Distance from postignano
23,2 Km
The Hemp Museum is located in the ancient village of Sant’Anatolia di Narco, in the Valnerina at the foot of Monte Coscerno and bordered by the Nera river.
The museum was inaugurated in 2008 and reopened to the public with a new exhibition in 2016. It is part of the Ecomuseum of the Umbrian Apennine Dorsal and acts as centre for the gathering and diffusion of material and cultural heritage, dedicated to the cycle of hemp processing and weaving.
With the new layout, the Museum added actual weaving workshops alongside the exhibition spaces. The current exhibit presents manual looms with four and eight heddles and allows observing from up close how they work, discovering how a loom is capable of weaving warp and weft to produce fabrics. The workshops spaces periodically host educational activities designed for children and teens, school trips and weaving courses for adults.
These spaces also provide examples of the current and future potential use of hemp, such as in the green-building sector. The premises were, in fact, refurbished employing hemp and lime plaster, a natural ecological combination whose main characteristics are to be acoustically and thermally insulating as well as humidity-absorbing. In 2016 this intervention earned the Museum the "Green Heart Quality" brand by the Umbria Region for reducing the energy consumption of the structure; it also testifies the commitment to the present-day by what was initially conceived as a place of recollection.
In the past, the Museum has also participated in projects related to the most advanced applications of an eclectic material such as hemp, like the T.U.N. Project. (Textile Umbro Naturale), linked to the experimentation in the textile production lines of hemp, wool and natural dyes, or the Fabric-Action Project of the Umbria Region realised in collaboration with the Milan Polytechnic and Polifactory, aimed at prototyping design objects made with natural and innovative hemp-based materials.
The remaining exhibition spaces have been renovated to better illustrate the process of hemp cultivation and exploitation, both in the domestic and industrial environments. During the visit, it is possible to rediscover the phases involved in transforming raw hemp into a thread and then into fabric, from sowing to harvesting, from maceration to spinning. It is not only the objects exhibited, mainly from local sources, that relate the memories linked to this plant: through some video installations the voices and recollections of local people, such as Eugenio and Angelo the canapai or Linneo the ropemaker, guide the visitor in the rediscovery of a world of skill and ingenuity, but also of traditions and proverbs.

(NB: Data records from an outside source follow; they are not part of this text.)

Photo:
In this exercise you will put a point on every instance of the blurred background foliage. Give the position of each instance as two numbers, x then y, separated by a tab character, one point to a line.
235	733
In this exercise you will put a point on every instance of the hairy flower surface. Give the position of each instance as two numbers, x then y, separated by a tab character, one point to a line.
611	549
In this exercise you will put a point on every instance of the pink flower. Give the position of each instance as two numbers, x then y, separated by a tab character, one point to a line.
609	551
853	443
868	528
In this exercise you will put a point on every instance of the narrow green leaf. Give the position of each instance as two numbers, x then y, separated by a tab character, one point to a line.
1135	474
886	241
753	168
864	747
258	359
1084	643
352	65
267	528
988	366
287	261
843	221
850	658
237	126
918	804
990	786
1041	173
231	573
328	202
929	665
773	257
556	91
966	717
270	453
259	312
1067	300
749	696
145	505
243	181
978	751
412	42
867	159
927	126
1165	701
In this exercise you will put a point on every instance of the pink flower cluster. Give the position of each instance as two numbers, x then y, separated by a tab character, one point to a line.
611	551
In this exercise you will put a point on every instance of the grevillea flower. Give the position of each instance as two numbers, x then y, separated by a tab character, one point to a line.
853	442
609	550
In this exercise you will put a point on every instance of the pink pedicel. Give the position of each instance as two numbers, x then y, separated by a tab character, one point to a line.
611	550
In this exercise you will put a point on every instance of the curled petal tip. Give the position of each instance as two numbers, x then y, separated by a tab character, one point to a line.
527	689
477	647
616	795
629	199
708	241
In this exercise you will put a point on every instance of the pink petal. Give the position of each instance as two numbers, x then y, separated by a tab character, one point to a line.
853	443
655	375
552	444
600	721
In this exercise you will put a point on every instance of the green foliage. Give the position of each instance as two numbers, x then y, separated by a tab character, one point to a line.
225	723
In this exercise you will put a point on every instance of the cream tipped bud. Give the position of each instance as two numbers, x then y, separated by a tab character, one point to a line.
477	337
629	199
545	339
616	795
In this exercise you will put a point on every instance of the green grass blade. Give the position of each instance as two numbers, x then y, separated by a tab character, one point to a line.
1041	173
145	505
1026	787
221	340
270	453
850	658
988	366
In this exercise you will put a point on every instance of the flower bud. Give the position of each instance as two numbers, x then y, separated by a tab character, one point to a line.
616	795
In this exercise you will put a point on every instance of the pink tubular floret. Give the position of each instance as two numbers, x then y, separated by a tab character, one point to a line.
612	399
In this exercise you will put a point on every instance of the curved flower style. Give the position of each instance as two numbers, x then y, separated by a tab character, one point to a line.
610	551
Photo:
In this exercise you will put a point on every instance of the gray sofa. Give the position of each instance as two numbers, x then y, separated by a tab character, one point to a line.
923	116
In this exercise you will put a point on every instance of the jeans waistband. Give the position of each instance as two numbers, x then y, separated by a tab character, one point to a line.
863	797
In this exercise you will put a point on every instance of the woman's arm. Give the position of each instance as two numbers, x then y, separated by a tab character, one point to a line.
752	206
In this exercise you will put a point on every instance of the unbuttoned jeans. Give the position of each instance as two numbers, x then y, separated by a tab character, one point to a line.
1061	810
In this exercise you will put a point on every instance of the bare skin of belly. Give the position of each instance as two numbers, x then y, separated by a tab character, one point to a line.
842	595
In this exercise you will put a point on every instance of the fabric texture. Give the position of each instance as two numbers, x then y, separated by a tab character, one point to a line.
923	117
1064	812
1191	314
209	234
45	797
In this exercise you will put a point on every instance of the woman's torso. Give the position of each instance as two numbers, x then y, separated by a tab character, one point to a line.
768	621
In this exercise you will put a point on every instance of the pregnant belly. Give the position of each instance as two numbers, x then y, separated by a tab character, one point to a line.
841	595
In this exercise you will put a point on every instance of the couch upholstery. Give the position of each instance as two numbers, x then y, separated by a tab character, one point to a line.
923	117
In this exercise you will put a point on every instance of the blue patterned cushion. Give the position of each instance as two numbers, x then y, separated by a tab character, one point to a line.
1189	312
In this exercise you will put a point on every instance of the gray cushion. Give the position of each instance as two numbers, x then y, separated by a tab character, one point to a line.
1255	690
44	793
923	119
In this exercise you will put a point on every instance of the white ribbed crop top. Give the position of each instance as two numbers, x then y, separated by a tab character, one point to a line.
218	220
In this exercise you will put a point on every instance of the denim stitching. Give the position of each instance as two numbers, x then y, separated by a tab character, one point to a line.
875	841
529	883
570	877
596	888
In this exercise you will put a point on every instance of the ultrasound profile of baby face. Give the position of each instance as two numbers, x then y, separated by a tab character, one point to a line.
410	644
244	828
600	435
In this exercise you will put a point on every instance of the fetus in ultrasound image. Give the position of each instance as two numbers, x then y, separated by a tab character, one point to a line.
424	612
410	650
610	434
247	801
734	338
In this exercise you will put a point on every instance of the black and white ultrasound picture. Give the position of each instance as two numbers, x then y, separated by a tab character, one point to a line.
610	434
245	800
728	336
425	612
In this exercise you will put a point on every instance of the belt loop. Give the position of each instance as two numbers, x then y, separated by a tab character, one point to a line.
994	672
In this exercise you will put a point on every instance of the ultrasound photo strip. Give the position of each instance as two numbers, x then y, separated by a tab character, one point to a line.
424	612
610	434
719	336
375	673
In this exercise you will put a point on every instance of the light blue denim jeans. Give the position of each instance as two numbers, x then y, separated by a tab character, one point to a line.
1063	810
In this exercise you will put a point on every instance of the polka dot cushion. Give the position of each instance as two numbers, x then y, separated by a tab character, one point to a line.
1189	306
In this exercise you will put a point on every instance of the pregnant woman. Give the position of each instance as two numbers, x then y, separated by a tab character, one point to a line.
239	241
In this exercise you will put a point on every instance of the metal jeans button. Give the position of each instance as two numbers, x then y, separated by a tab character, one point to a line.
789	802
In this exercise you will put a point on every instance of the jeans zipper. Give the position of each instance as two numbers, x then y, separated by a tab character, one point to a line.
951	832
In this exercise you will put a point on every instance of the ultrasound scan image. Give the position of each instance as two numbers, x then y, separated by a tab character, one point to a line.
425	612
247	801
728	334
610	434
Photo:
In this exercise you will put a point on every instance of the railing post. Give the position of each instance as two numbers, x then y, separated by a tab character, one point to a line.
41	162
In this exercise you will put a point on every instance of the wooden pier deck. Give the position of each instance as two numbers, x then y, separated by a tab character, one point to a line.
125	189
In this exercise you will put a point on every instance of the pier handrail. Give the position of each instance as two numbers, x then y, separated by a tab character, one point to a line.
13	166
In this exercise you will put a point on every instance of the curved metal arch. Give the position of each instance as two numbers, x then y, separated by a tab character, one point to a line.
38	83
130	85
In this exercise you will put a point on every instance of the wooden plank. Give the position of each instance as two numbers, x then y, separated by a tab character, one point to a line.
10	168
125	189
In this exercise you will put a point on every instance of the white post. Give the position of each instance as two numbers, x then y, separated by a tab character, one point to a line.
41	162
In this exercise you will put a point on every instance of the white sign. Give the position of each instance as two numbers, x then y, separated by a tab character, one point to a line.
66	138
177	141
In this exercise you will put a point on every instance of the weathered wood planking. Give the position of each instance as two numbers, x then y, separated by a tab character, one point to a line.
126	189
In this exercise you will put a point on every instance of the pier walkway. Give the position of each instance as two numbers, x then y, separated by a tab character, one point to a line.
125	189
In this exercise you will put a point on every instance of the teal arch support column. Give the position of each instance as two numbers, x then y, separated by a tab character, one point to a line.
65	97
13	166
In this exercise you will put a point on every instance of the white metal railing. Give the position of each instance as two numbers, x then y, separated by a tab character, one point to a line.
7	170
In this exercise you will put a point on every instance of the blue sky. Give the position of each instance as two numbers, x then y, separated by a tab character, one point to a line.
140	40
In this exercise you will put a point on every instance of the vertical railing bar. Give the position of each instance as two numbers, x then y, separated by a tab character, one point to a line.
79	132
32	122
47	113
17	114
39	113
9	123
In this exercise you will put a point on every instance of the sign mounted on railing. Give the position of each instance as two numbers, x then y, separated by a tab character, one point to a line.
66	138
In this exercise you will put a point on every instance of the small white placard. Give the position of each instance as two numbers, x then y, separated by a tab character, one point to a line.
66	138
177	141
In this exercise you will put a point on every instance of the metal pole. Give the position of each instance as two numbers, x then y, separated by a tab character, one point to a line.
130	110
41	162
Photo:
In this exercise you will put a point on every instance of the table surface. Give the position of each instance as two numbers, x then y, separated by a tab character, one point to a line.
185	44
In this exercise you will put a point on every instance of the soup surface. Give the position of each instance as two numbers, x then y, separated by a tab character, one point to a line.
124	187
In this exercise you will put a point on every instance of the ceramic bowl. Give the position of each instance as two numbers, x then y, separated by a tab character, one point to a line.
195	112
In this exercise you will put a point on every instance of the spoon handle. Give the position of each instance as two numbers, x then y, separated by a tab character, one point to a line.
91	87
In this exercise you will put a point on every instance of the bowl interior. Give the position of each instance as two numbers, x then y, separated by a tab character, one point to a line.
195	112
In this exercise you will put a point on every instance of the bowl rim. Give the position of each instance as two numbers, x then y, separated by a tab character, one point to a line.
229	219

In addition to looms, spindles, thistles and spinning wheels, the museum also has an important textile archive, in which yarns of various kinds are kept, from simple hemp sacks to precious linen, to the rolls of canvas that were stored in the family trunks to be used in case of need. Finally, to complete the collections kept at the museum, there is an archive that includes books relating to the textiles theme, ranging from the end of the 19th century to the present day, and about 700 fashion magazines, datable between the 1920s and the1970s.